Lather, rinse, repeat

There is no “done” when creating a better way of working. 

You’re never done experimenting. You’re never done learning. And you’re never done communicating with people about what you’re aiming for and how it’s going. This is just good business sense in any change management effort, but it’s worth a reminder here because we all tend to lose energy and focus as time passes. This is why it’s important to put systems in place for organization-wide and team-level growth and continuing evolution, including

Task force: A group dedicated to driving flexible work efforts should be permanent and never go away. Rotate in and out members and teams so you can bring in new perspectives and energy.
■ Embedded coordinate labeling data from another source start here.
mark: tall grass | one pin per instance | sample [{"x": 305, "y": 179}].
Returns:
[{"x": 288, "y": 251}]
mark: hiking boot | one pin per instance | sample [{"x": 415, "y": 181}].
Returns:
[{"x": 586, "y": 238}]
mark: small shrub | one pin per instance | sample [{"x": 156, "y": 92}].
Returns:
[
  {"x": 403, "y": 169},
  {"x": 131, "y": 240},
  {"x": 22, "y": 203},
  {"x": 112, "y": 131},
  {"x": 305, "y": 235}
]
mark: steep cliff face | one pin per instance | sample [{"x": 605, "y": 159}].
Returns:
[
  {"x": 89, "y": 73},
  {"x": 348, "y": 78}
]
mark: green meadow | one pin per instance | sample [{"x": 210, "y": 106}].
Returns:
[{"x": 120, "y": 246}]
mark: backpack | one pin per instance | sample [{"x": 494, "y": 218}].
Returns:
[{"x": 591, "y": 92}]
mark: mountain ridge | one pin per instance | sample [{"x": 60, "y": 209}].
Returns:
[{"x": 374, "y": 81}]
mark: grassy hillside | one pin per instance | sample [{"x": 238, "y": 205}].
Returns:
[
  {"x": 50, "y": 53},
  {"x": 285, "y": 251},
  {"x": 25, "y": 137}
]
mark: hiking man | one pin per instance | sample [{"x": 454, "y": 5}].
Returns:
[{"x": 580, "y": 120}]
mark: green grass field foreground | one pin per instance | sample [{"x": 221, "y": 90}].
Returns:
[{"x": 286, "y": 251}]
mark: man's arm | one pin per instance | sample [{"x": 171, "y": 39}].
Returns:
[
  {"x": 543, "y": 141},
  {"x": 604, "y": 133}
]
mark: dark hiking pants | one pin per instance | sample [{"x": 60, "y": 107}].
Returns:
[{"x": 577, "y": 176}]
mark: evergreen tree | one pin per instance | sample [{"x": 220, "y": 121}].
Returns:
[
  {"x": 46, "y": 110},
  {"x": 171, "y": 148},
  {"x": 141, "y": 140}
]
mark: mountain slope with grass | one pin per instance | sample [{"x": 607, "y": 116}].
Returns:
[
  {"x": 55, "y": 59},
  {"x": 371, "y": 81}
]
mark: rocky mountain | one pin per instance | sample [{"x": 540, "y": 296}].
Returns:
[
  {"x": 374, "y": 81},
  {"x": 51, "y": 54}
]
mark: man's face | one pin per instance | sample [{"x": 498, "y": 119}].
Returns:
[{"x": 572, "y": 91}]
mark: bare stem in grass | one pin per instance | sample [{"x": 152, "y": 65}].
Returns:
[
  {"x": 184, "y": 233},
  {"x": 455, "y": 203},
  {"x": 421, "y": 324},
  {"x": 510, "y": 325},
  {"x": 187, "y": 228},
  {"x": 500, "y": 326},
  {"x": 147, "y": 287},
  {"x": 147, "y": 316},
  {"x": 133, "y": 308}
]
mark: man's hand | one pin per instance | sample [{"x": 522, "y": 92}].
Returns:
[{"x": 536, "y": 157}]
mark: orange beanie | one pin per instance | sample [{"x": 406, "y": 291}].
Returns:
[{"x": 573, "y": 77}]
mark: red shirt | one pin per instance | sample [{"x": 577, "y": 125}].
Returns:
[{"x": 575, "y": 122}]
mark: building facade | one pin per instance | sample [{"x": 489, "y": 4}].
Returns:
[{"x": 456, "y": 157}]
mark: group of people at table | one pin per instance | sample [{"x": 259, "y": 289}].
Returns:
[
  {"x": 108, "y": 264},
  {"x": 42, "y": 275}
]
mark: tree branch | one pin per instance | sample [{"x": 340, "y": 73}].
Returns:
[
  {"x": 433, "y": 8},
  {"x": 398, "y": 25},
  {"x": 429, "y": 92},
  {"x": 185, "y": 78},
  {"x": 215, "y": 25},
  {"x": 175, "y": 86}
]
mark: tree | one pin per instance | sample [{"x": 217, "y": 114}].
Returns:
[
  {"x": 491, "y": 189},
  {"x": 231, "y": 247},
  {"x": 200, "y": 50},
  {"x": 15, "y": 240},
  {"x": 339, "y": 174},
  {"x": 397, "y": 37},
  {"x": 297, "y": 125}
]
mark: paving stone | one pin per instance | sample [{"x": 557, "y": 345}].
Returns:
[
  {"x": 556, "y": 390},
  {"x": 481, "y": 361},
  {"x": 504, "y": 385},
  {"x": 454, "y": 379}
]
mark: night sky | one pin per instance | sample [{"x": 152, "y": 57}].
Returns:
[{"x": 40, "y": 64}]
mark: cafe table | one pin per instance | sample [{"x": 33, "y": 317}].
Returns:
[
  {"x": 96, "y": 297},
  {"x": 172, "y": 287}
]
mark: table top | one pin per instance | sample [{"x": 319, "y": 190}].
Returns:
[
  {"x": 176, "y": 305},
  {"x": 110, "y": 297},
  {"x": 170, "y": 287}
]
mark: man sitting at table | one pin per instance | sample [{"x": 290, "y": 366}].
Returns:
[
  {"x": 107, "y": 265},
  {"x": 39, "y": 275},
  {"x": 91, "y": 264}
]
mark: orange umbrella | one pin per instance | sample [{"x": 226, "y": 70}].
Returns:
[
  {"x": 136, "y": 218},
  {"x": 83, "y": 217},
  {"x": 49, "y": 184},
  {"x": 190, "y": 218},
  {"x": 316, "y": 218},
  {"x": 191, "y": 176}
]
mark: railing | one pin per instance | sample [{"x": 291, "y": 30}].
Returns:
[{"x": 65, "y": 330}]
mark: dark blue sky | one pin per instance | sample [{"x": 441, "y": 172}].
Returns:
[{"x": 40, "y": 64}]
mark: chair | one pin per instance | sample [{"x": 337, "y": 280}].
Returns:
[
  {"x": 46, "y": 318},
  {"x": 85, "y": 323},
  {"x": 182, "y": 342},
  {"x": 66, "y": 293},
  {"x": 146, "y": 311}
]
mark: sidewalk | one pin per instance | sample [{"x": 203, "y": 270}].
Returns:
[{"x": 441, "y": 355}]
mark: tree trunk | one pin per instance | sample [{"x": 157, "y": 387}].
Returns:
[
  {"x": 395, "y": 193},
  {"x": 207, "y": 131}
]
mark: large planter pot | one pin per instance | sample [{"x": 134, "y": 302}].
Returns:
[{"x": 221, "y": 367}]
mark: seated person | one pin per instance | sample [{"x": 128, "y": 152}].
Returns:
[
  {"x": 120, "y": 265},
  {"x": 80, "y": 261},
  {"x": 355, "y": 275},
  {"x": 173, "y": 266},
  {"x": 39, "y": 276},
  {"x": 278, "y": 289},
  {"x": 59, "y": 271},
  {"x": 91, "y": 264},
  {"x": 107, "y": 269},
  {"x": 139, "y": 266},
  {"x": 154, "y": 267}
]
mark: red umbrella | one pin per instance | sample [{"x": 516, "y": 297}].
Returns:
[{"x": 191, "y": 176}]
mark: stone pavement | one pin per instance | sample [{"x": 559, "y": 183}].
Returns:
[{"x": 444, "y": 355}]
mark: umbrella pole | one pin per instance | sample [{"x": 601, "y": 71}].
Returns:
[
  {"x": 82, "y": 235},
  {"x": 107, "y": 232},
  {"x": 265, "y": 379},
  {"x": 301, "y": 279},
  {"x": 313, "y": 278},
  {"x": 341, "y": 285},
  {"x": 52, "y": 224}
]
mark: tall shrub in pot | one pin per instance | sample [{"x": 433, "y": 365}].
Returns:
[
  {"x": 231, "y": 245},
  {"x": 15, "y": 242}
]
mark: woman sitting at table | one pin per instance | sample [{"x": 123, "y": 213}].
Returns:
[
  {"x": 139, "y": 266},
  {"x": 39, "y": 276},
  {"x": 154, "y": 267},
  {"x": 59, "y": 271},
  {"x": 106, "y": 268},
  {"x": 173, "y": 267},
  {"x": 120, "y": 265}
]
Celebrate building your “alumni” base of flexible work leaders. Leverage task force members and pilot participants as champions of the work.

Team level: As new team members join, new tools and technologies are used, and new objectives are handed down, the needs of the team will change. So create a schedule for reviewing (and refreshing!) the norms, habits, and practices within teams. 

Employee engagement: Ensure you establish a variety of forums open for questions and ideas. Never stop encouraging people to share best practices.

Reward experimentation: Don’t forget to celebrate your task force members and change advocates who are making a difference. Make sure their work is taken into consideration in compensation and promotions, and that teams who take risks get more visibility and are seen as good teams to work on.

Checklist to experiment, experiment, experiment

  • Have you formed a task force and identified champions who can drive the change in your organization?
  • Have you created systems for experimenting with new ways of working as well as for sharing what works and what doesn’t?
  • Have you communicated broadly, openly, and transparently about your flexible work plans and the purpose behind them?
  • Have you reached everyone in your organization and provided them ongoing opportunities to ask questions and provide feedback?
  • Are you prepared to make a continuing investment in finding better ways of working?